Vinluan: The psyched athlete

FRUSTRATION – tolerance in the sports parlance deals with the athlete’s capacity for stress-tolerance and ego-strength that contributes to the athlete’s performance in accordance with the individual athletes’ biological and psychological factors which also contributes to the individual athletes’ stress capacity.

Exemplified by a hyper-anxious athlete, he presents a unique problem where his contribution in the team is endangered sometimes by too much drive and dedication because he burns himself out psychologically prior to actual competitions that makes it his own adversary.

The hyper-anxious or “psyched out athlete,” differs from other problem athletes because motivating him is not a problem; rather, the problem will be always to aid him in setting pace that will prove most beneficial in terms of his future performances.

Stress is a human characteristic of anxiety, where anxiety is generally considered to be a fundamental human reaction which is essential, and its counterpart found throughout the animal kingdom. Reactions towards anxiety are communicated by the environmental cues based upon past experiences, through selective perception gradually emerged by positive and negative experiences.
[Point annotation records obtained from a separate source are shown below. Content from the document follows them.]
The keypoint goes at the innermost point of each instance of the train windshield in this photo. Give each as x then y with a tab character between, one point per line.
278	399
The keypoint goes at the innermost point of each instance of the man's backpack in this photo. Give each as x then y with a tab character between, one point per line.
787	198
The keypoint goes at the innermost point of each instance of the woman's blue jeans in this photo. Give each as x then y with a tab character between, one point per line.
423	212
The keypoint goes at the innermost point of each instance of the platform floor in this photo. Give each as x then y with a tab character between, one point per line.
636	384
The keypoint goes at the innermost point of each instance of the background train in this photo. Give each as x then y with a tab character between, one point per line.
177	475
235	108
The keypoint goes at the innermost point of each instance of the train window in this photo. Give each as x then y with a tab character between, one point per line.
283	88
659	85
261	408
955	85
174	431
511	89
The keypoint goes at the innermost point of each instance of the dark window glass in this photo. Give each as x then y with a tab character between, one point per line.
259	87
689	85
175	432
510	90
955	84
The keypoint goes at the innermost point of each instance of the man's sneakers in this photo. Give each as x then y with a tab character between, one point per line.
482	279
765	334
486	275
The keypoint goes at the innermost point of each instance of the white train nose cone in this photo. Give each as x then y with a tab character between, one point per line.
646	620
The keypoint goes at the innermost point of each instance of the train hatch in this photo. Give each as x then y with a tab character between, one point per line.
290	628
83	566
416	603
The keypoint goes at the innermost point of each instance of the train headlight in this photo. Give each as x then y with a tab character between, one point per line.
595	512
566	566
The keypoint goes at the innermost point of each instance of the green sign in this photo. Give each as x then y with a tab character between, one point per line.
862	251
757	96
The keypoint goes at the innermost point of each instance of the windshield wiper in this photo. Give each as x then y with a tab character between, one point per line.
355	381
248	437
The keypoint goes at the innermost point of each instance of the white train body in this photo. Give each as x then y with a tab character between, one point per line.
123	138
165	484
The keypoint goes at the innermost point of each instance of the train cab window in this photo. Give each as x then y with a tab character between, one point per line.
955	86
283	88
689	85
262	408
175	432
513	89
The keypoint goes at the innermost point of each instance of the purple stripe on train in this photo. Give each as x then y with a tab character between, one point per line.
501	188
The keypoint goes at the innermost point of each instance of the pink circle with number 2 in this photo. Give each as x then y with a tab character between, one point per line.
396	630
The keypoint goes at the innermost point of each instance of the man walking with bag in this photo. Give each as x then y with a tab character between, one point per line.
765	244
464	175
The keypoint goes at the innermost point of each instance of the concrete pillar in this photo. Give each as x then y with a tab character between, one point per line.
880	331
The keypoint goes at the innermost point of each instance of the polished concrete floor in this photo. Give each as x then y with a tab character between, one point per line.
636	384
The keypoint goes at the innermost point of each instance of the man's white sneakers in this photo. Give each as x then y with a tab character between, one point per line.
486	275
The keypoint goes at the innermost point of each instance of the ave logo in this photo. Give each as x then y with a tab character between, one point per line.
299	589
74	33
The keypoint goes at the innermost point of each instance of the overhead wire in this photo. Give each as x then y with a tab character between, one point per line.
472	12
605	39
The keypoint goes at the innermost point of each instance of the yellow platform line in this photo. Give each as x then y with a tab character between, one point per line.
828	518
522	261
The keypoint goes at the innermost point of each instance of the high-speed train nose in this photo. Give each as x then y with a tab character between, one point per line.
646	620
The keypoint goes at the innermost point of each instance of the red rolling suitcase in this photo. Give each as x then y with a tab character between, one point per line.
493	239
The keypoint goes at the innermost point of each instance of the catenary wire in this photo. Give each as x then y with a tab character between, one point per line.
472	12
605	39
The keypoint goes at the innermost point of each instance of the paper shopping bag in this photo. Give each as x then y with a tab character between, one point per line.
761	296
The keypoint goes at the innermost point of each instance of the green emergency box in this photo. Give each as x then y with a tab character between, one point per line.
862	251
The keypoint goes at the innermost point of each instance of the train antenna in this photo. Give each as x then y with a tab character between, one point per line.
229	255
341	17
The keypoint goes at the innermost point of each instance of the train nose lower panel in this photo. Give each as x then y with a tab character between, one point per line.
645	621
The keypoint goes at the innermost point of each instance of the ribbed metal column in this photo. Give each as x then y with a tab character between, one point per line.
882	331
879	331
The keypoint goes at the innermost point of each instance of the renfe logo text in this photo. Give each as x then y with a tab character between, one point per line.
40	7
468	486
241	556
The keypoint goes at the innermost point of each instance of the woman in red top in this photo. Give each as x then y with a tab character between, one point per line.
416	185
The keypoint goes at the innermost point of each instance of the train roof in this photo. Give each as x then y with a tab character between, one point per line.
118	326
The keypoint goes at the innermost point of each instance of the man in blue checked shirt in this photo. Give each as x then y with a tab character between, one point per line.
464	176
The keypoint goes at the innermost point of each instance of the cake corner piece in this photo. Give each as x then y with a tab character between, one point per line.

Two general responses to these environmental cues are typically either to fight or escape. Although there are degrees of human behaviour between these two extremes, one or the other will always be evident. For example in a basketball game or any other sport where a player reacts under stresses which results into a brawl, foul play, etc.

The words, fight or escape, may be too emotionally loaded to represent what the individual athlete actually feels, but, subjectively, when we are placed in a stressful situation, we say to ourselves that we are tense, uneasy, or ill at ease; because we don’t often admit that actually we feel dread or fear.

In our culture, the psyched out athlete experiences such feelings and reactions because we often fail to stress the psychological values which follow the honest, subjective admission, “Boy, am I scared”, because too often a useless value has been expressed by an attempt to teach young athletes that it is unmasculine to admit “fear”.

However, it doesn’t mean that such admission of fright leads to the deterioration of behaviour or athletic performance. Because, when it is treated intelligently by parents, coaches, trainers, etc. it can be a valuable insight and lead to a lessening of unreasonable fear or anxiety.